2. Reduce la generación de vapor en el origen
– Tapa las ollas al cocinar.
– Usa el extractor del baño durante y después de la ducha (10-15 minutos extra son suficientes).
– Evita tender ropa dentro de casa siempre que puedas, o hazlo en una habitación bien ventilada y con la puerta cerrada al resto de la vivienda.

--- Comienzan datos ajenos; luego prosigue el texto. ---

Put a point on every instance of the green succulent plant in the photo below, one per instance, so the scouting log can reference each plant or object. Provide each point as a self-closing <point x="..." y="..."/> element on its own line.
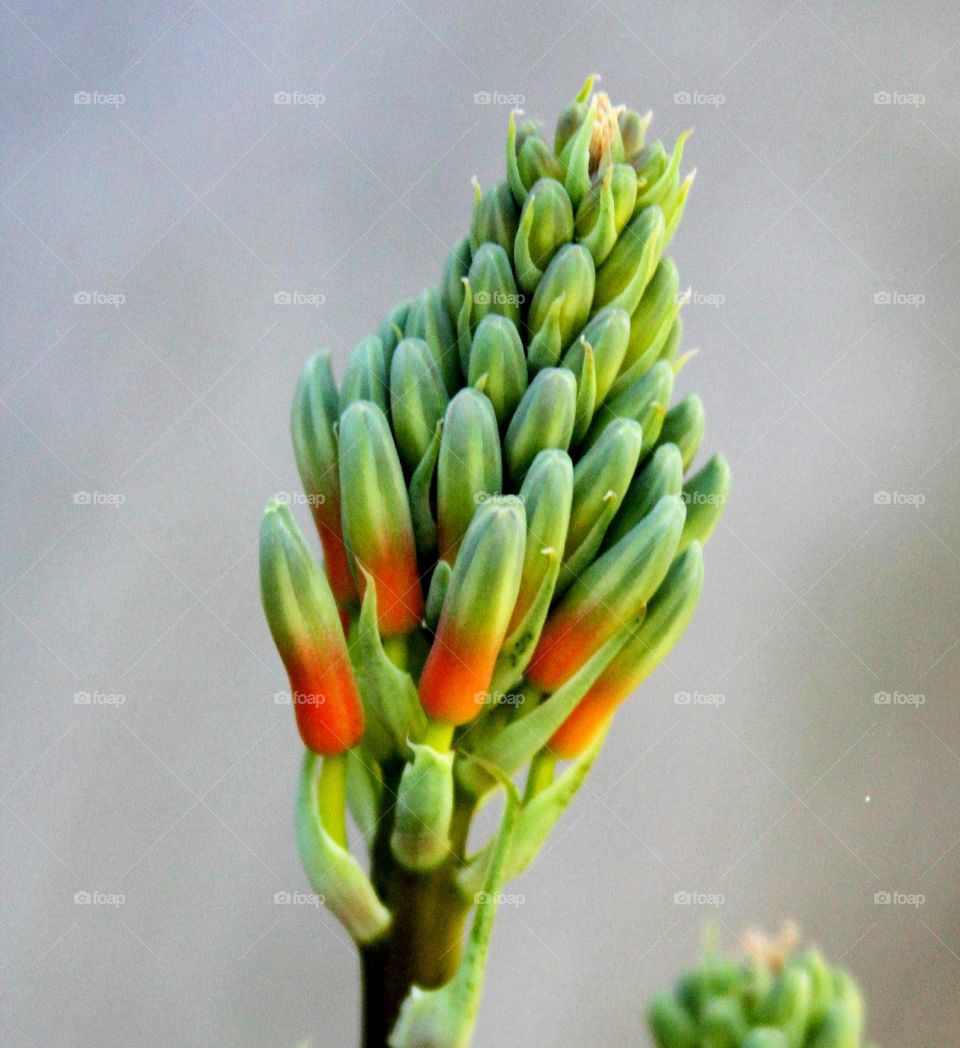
<point x="771" y="997"/>
<point x="511" y="544"/>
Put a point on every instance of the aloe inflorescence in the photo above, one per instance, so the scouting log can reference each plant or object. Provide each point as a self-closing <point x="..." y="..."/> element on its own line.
<point x="513" y="542"/>
<point x="773" y="996"/>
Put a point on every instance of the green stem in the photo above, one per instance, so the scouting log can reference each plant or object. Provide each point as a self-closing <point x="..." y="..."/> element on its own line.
<point x="541" y="773"/>
<point x="332" y="797"/>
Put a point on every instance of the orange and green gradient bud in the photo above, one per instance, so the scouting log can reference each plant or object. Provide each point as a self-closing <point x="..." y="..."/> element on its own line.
<point x="314" y="445"/>
<point x="667" y="617"/>
<point x="607" y="596"/>
<point x="377" y="525"/>
<point x="476" y="613"/>
<point x="305" y="625"/>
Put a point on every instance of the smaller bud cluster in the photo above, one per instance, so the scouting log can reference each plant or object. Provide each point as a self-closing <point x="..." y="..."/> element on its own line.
<point x="772" y="997"/>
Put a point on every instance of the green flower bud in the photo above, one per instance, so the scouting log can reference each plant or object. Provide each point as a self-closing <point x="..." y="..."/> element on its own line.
<point x="606" y="210"/>
<point x="420" y="837"/>
<point x="663" y="189"/>
<point x="633" y="132"/>
<point x="476" y="612"/>
<point x="570" y="275"/>
<point x="315" y="410"/>
<point x="572" y="116"/>
<point x="601" y="480"/>
<point x="622" y="280"/>
<point x="456" y="267"/>
<point x="546" y="223"/>
<point x="377" y="525"/>
<point x="607" y="596"/>
<point x="537" y="160"/>
<point x="495" y="218"/>
<point x="492" y="285"/>
<point x="653" y="315"/>
<point x="366" y="375"/>
<point x="683" y="426"/>
<point x="497" y="361"/>
<point x="645" y="399"/>
<point x="765" y="1036"/>
<point x="608" y="333"/>
<point x="429" y="320"/>
<point x="417" y="398"/>
<point x="392" y="323"/>
<point x="662" y="475"/>
<point x="470" y="468"/>
<point x="544" y="418"/>
<point x="671" y="1023"/>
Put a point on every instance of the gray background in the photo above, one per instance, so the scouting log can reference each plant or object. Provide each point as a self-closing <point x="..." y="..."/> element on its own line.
<point x="198" y="199"/>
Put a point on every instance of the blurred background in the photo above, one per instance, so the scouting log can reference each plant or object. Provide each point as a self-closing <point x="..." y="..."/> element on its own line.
<point x="172" y="174"/>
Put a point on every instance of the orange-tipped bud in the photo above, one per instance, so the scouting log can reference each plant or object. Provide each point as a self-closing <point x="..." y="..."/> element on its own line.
<point x="305" y="624"/>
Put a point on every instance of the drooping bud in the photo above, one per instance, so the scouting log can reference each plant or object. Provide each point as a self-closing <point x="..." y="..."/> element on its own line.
<point x="601" y="480"/>
<point x="607" y="596"/>
<point x="305" y="625"/>
<point x="546" y="494"/>
<point x="377" y="526"/>
<point x="570" y="277"/>
<point x="492" y="284"/>
<point x="662" y="475"/>
<point x="366" y="375"/>
<point x="683" y="426"/>
<point x="429" y="320"/>
<point x="646" y="399"/>
<point x="608" y="334"/>
<point x="653" y="317"/>
<point x="545" y="418"/>
<point x="476" y="612"/>
<point x="668" y="615"/>
<point x="417" y="398"/>
<point x="606" y="210"/>
<point x="420" y="837"/>
<point x="546" y="223"/>
<point x="315" y="409"/>
<point x="497" y="361"/>
<point x="495" y="218"/>
<point x="456" y="267"/>
<point x="622" y="280"/>
<point x="470" y="471"/>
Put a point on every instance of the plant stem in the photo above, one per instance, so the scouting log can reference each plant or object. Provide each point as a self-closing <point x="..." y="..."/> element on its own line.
<point x="424" y="941"/>
<point x="332" y="797"/>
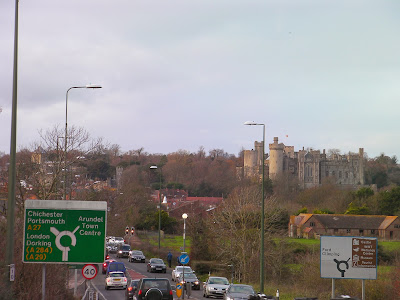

3. Usa un deshumidificador en las zonas más afectadas
Si tras mejorar la ventilación la condensación persiste (algo habitual en pisos con poca ventilación natural, plantas bajas o interiores sin ventanas a fachada), un deshumidificador eléctrico es la solución más efectiva y rápida: extrae directamente el exceso de humedad del aire, reduciendo el punto de condensación en las superficies frías.
4. Mejora el aislamiento de los puentes térmicos
Las zonas donde más frío hace dentro de una habitación (esquinas, dinteles de ventanas, cajones de persiana) son las más propensas a condensación porque son las que más rápido se enfrían. Sellar bien las juntas de las ventanas y aislar estos puntos concretos reduce mucho el problema, aunque suele requerir una pequeña obra o la intervención de un profesional.
5. Instala un sistema de ventilación mecánica (si el problema es constante)
En viviendas muy herméticas donde la ventilación manual no es suficiente, un sistema de Ventilación Mecánica Controlada (VMC) renueva el aire de forma automática y constante, sin perder tanto calor como al abrir las ventanas. Es una inversión mayor, pero soluciona el problema de raíz en casos persistentes.
Condensación vs. capilaridad: no las confundas
Es habitual confundir ambos tipos porque los dos generan manchas y moho, pero se solucionan de forma completamente distinta: la condensación mejora con ventilación y deshumidificación, mientras que la capilaridad requiere un tratamiento estructural en la base del muro. Si tu mancha está en la parte alta y mejora ventilando, es condensación. Si está en la parte baja y no mejora nunca, revisa el artículo sobre humedad por capilaridad.
Conclusión
La humedad por condensación es, de los tres tipos principales, la que más control tienes en tus manos: con una buena rutina de ventilación, reducir el vapor que generas dentro de casa, y un deshumidificador en las zonas más afectadas, se puede reducir drásticamente en pocas semanas. Si después de aplicar estas medidas la humedad persiste igual, es buena señal de que puede haber un problema añadido de aislamiento o ventilación estructural que conviene revisar con un profesional.